Leading European risk managers – and Professor Ribstein – fear that more regulation will follow the current crisis, and with no better effect than SOX. Paul Taylor, vice-president of FERMA, stated: ‘The knee jerk reaction will be an increase in regulation and an increase in controls, where the key to managing risk is to have an enterprise-wide risk management process in place. My concern is that we will have son of SOX and grandson of SOX, and that they will create huge costs without changing anything. You can have all the controls you like, but if the board do not buy into their purpose, it is just window dressing.’

Warren Buffett himself asked in 2002 why intelligent and decent directors could fail miserably. The answer, he said, lay in what he called the collegiate boardroom atmosphere, in which it was extremely difficult for other directors to question or challenge the CEO’s decisions.

This is assuming they want to try. Richard Finlay, head of the Centre for Corporate and Public Governance, described the directors of Bear Stearns as ‘one of the most incurious and acquiescent boards in history’.

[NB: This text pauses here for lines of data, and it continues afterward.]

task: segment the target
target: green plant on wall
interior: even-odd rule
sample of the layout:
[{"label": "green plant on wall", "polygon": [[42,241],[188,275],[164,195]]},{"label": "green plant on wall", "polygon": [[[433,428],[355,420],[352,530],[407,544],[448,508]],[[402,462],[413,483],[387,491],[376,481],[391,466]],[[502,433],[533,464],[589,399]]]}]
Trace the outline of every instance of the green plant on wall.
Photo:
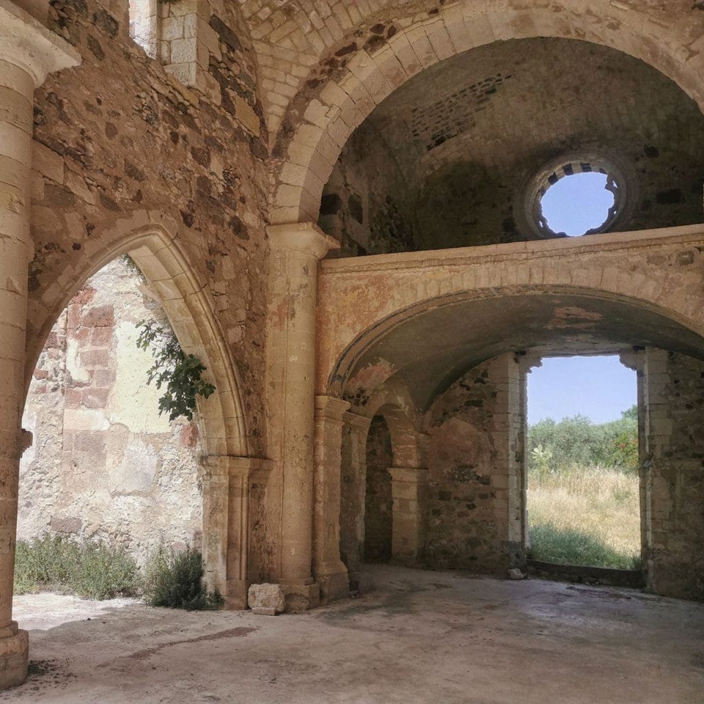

Buffett’s prescription for dealing with this fundamental risk is that action by big shareholders would get rid of mediocre CEOs and eliminate over-reaching ones. In Berkshire Hathaway’s 2002 report, he wrote: ‘The logistics aren’t that tough... Twenty, or even fewer, of the largest institutions, acting together, could effectively reform corporate governance at a given company, simply by withholding their votes for directors who were tolerating odious behaviour. In my view, this kind of concerted action is the only way that corporate stewardship can be meaningfully improved.’